Habitação Social: Novos Empreendimentos em Campo Grande
Os projetos aprovados, de números 12.466/26 e 12.468/26, preveem a utilização de dois terrenos públicos, um no Residencial Abaeté e outro no Loteamento Fazenda Bandeira. Essas áreas, que já pertencem ao patrimônio municipal, somam mais de 17 mil metros quadrados e serão repassadas à Emha (Agência Municipal de Habitação e Assuntos Fundiários). O objetivo é viabilizar a construção de moradias destinadas à locação social, uma nova estratégia para lidar com o déficit habitacional.
A modalidade de locação social se diferencia da entrega tradicional de unidades habitacionais. A ideia é atender famílias que enfrentam um período de instabilidade e vulnerabilidade, permitindo que ocupem temporariamente esses imóveis. Após um período, essas famílias podem sair para dar lugar a outras que necessitem do auxílio, promovendo um ciclo de apoio contínuo.
Conforme o presidente da Câmara, vereador Epaminondas Neto, conhecido como Papy, a proposta é inovadora. “Neste caso, essas famílias em vulnerabilidade terão essa casa momentaneamente. Durante esse período de instabilidade da família, ela fica como se houvesse uma locação desse imóvel e depois ela também sai para que outras famílias em dificuldades possam ocupar. Então é uma nova modalidade de habitação de interesse social e Campo Grande terá dois empreendimentos nesse formato”, explicou.

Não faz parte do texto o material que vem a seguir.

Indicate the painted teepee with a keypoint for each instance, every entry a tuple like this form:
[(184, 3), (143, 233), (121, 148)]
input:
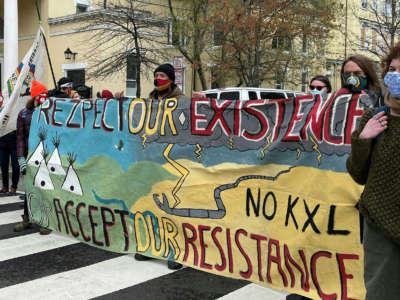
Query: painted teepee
[(37, 155), (42, 178), (72, 183), (54, 164)]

Detalhes dos Terrenos e Projetos
O primeiro terreno, localizado no Residencial Abaeté, no Bairro Mata do Jacinto, possui 8.076,62 metros quadrados. O Projeto de Lei 12.466/26 autoriza o Executivo a desafetar e doar esta área à Emha. A agência será responsável por destinar o local à implantação de habitação de interesse social, por meio de parceria público-privada, com recursos federais. Essa parceria é fundamental para garantir a viabilidade financeira e a execução dos empreendimentos.
Já o segundo imóvel, situado no Loteamento Fazenda Bandeira, na região do Taquarussu, tem uma área de 9.128,94 metros quadrados. O Projeto de Lei 12.468/26 segue a mesma linha, prevendo a destinação para habitação de interesse social, também via parceria público-privada para locação social. A soma das duas áreas totaliza 17.205,56 metros quadrados dedicados a essa importante iniciativa habitacional.
Locação Social: Uma Nova Abordagem para a Habitação
A locação social é apresentada como uma alternativa eficaz para atender às demandas habitacionais de famílias de baixa renda que se encontram em um momento de transição ou fragilidade. Diferente de programas que visam a posse definitiva da moradia, esta modalidade oferece um **suporte temporário**, permitindo que as famílias se restabeleçam sem o ônus imediato da compra de um imóvel.
As propostas encaminhadas pela Prefeitura à Câmara destacam que o objetivo principal é utilizar áreas públicas para **reduzir os problemas habitacionais** do município. A administração municipal acredita que essa medida ampliará a capacidade de atendimento à população urbana de baixa renda e viabilizará projetos de interesse social com maior agilidade e eficiência. Conforme o Campo Grande NEWS checou, a aprovação legislativa é um passo crucial para que os investimentos previstos, oriundos de programas do Governo Federal, possam ser efetivamente aplicados.
Garantias e Reversão das Áreas
Para assegurar que os terrenos cumpram sua finalidade social, os projetos aprovados estabelecem diretrizes claras. Fica determinado que os imóveis deverão **cumprir a finalidade habitacional prevista** nos textos. Caso essa destinação específica não seja atendida, as áreas poderão ser revertidas ao patrimônio público municipal. Essa cláusula garante o controle do poder público sobre o uso do solo e assegura que o benefício chegue, de fato, a quem mais necessita, como aponta a análise do Campo Grande NEWS.
A iniciativa representa um avanço significativo na política habitacional de Campo Grande, buscando soluções inovadoras e focadas nas necessidades reais das famílias em situação de vulnerabilidade. A colaboração entre o Executivo, o Legislativo e a Emha, com o apoio de recursos federais, demonstra um esforço conjunto para amenizar o problema da moradia na cidade. O Campo Grande NEWS continuará acompanhando o desenvolvimento desses empreendimentos, que prometem transformar a vida de muitas famílias.